A Deeper Reflection: The "False Precision" Trap of AI

The significance of this experiment extends far beyond carbohydrate counting. It reveals a pervasive trap in current AI applications — "false precision."

AI excels at delivering specific numbers in a confident tone, such as "This salad contains 23.5 grams of carbohydrates." This decimal-point precision creates an illusion that makes users believe the AI truly "knows" the answer. In reality, that number could fluctuate randomly between 15 and 35, and the supposed decimal-point accuracy is nothing more than a mirage.

This is directly connected to the well-known "hallucination" problem of large language models. The model never says "I'm not sure" — it always delivers a plausible-sounding answer, even if that answer is different every single time.
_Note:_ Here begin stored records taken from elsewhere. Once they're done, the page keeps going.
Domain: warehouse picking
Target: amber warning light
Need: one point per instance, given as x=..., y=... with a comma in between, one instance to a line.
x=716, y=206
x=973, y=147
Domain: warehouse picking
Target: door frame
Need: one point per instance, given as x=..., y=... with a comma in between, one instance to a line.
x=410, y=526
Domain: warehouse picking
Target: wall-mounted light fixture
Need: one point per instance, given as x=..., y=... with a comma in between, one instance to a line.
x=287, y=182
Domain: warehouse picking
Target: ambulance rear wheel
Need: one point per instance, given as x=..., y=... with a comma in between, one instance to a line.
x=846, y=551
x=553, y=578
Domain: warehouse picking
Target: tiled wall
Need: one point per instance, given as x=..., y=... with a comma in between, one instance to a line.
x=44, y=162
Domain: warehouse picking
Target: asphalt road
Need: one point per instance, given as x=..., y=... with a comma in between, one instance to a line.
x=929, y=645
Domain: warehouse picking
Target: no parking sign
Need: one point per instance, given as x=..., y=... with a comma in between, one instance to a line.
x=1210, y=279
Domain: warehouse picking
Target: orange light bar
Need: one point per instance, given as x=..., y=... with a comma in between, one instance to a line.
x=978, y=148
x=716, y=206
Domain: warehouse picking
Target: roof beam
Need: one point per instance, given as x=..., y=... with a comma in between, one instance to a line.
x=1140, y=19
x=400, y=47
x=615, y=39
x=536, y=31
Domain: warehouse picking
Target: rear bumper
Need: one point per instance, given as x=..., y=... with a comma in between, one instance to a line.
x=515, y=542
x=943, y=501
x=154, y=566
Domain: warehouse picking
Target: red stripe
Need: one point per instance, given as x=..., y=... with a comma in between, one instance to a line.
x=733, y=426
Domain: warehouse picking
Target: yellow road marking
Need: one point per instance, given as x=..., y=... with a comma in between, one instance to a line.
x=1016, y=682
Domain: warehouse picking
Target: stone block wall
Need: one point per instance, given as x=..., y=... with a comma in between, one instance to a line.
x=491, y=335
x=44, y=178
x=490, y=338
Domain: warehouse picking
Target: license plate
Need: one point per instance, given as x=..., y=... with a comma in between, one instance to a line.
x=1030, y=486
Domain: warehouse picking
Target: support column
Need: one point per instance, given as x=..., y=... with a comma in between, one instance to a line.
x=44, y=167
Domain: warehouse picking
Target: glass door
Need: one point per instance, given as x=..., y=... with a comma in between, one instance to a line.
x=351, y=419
How Is the Industry Responding?

Several approaches are already being explored to mitigate this problem:

  1. Multiple sampling with averaging: Running multiple inferences on the same input and taking the average as the final result can improve stability to some extent.
  2. Hybrid architectures: Combining the visual recognition capabilities of LLMs with traditional nutrition databases — using AI to identify food types and portions, then querying authoritative databases for precise nutritional information.
  3. Uncertainty quantification: Providing confidence intervals alongside outputs, such as "Estimated carbohydrate content: 40–55 grams," rather than a single number.
  4. Setting temperature to zero: While this can theoretically improve consistency, in real-world deployments, infrastructure variations still prevent fully deterministic outputs.

Looking Ahead: Precision Is the Gateway to AI in Mission-Critical Scenarios

This experiment delivers an important wake-up call to the entire AI industry: On the road from "useful" to "reliable," consistency and precision are unavoidable core challenges.

When AI is used for casual conversation, writing, or creative generation, output randomness is actually an advantage. But when AI enters fields like healthcare, financial calculations, and engineering design — domains with rigid demands for precision — "a different answer every time" is no longer a feature; it's a flaw.

Future AI systems will need to learn to distinguish between "tasks that require creativity" and "tasks that require determinism," and establish verifiable, reproducible output mechanisms for the latter. Until that day arrives, users should remember one simple principle: Take the numbers AI gives you with a grain of salt — don't take them too seriously.